We can use the data cleaning and chosen vocabulary to prepare each movie review and save the prepared versions of the reviews ready for modeling. 

This is a good practice as it decouples the data preparation from modeling, allowing you to focus on modeling and circle back to data preparation if you have new ideas. We can start off by loading the vocabulary from vocab.txt.

In [0]:
# load vocabulary
vocab_filename = 'vocab.txt'
vocab = load_doc(vocab_filename)
vocab = vocab.split()
vocab = set(vocab)

Next, we can clean the reviews, use the loaded vocab to filter out unwanted tokens, and save the clean reviews in a new file.

One approach could be to save all the positive reviews in one file and all the negative reviews in another file, with the filtered tokens separated by white space for each review on separate lines. 

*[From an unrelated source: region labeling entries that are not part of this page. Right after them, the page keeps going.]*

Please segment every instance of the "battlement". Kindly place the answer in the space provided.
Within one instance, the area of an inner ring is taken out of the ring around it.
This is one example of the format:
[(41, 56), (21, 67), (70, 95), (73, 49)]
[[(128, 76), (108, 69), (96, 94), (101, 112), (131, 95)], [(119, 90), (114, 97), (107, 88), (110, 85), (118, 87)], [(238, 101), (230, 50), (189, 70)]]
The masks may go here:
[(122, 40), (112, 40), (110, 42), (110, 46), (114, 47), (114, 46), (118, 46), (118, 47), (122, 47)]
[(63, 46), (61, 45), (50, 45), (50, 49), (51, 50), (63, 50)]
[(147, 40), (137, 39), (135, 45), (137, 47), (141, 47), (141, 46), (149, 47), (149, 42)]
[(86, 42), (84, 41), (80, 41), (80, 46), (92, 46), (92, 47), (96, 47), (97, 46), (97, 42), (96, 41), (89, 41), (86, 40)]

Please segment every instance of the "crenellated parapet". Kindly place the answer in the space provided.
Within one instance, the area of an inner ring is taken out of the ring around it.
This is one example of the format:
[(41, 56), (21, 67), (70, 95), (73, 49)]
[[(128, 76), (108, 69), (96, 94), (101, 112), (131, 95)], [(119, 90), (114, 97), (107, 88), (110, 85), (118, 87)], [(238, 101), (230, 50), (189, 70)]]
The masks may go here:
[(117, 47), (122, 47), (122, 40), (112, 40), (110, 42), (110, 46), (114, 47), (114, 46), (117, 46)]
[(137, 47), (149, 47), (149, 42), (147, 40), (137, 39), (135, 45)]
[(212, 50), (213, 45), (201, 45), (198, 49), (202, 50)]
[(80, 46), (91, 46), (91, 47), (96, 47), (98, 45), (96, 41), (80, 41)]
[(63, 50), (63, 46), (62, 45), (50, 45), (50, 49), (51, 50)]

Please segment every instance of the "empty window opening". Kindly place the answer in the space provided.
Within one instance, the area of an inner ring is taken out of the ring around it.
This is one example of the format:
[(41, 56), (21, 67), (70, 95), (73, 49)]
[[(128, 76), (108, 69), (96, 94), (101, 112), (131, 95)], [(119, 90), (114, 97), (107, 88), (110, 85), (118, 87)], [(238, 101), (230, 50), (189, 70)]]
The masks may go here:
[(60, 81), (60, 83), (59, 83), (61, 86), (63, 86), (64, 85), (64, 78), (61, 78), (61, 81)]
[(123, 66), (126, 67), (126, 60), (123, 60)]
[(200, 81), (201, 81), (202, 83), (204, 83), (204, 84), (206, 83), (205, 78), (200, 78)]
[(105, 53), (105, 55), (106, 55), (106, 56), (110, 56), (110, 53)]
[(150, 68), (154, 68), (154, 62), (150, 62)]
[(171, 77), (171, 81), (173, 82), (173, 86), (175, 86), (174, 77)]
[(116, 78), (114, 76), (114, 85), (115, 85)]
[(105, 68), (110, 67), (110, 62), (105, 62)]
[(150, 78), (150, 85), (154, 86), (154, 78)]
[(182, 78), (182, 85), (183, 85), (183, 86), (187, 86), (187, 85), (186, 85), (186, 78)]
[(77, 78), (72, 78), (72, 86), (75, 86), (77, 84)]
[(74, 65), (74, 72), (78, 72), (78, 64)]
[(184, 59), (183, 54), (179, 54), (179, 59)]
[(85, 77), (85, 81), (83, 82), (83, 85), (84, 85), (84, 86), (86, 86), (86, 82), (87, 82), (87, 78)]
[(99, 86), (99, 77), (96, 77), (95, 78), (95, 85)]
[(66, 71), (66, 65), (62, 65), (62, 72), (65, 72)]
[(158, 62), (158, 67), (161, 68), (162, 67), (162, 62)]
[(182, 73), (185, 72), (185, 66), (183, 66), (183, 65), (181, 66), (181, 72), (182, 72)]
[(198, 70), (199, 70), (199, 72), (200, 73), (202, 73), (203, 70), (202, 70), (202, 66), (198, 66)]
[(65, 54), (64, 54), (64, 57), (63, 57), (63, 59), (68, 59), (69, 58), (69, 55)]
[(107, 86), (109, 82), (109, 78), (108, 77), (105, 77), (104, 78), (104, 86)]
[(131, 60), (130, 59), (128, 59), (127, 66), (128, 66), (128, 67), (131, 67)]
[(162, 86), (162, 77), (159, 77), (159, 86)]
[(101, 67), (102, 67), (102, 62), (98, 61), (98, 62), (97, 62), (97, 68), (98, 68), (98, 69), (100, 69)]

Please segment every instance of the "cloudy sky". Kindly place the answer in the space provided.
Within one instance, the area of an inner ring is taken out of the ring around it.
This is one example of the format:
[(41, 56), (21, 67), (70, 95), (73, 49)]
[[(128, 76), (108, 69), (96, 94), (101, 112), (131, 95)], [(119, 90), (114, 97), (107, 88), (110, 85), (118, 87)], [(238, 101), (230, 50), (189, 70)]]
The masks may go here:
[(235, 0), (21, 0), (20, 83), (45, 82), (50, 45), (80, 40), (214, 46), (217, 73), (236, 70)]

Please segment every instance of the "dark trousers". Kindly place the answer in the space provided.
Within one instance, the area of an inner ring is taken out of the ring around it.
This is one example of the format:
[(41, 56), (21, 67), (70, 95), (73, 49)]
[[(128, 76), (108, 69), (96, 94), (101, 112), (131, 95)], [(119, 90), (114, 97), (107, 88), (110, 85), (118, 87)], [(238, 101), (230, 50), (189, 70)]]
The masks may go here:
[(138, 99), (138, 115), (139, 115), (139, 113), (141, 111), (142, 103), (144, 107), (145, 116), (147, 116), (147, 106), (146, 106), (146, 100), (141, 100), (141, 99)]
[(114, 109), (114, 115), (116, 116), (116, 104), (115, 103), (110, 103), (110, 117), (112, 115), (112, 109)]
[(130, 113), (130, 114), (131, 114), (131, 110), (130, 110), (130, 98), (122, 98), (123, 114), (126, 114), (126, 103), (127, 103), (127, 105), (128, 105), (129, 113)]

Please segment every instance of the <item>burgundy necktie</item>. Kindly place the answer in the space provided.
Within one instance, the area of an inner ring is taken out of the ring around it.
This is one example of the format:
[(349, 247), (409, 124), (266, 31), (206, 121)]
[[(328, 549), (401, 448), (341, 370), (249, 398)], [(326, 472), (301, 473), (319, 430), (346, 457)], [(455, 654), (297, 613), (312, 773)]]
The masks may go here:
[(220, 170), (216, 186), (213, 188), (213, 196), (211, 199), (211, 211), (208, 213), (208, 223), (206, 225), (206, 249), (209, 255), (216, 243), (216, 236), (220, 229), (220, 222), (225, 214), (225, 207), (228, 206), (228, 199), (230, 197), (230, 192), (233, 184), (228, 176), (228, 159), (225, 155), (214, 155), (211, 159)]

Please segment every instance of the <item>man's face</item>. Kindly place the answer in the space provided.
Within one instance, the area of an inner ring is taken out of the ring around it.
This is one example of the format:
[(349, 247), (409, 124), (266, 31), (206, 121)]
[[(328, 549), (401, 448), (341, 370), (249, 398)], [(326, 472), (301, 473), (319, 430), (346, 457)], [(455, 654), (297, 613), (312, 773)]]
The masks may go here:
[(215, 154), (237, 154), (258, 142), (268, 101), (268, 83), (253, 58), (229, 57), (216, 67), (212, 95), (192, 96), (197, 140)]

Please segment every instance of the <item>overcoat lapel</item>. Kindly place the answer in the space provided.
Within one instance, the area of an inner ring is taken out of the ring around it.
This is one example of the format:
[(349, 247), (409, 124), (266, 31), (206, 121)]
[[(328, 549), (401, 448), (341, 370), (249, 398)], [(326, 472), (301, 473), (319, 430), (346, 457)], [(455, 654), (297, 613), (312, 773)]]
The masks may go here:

First, we can define a function to process a document, clean it, filter it, and return it as a single line that could be saved in a file.

In [0]:
# load doc, clean and return line of tokens
def doc_to_line(filename, vocab):
  # load the doc
  doc = load_doc(filename)
  # clean doc
  tokens = clean_doc(doc)
  # filter by vocab
  tokens = [w for w in tokens if w in vocab]

  return ' '.join(tokens)

Next, we can define a new version of process docs() to step through all reviews in a folder and convert them to lines by calling doc to line() for each document. A list of lines is then
returned.

In [0]:
# load all docs in a directory
def process_docs(directory, vocab):
  lines = list()
  # walk through all files in the folder
  for filename in listdir(directory):
    # skip files that do not have the right extension
    if not filename.endswith('.txt'):
      next
    # create the full path of the file to open
    path = directory + '/' + filename
    # load and clean the doc
    line = doc_to_line(path, vocab)
    # add to list
    lines.append(line)

  return lines

We can then call process docs() for both the directories of positive and negative reviews, then call save list() from the previous section to save each list of processed reviews to a file.

In [0]:
# load vocabulary
vocab_filename = 'vocab.txt'
vocab = load_doc(vocab_filename)
vocab = vocab.split()
vocab = set(vocab)

base_path = 'machine-learning-datasets/movie-review-polarity-dataset/txt_sentoken'

# prepare negative reviews
negative_lines = process_docs(base_path + '/neg', vocab)
save_list(negative_lines, 'negative.txt')

# prepare positive reviews
positive_lines = process_docs(base_path + '/pos', vocab)
save_list(positive_lines, 'positive.txt')

Running this saves two new files, negative.txt and positive.txt, that contain the prepared negative and positive reviews respectively. 

The data is ready for use in a bag-of-words or even word embedding model.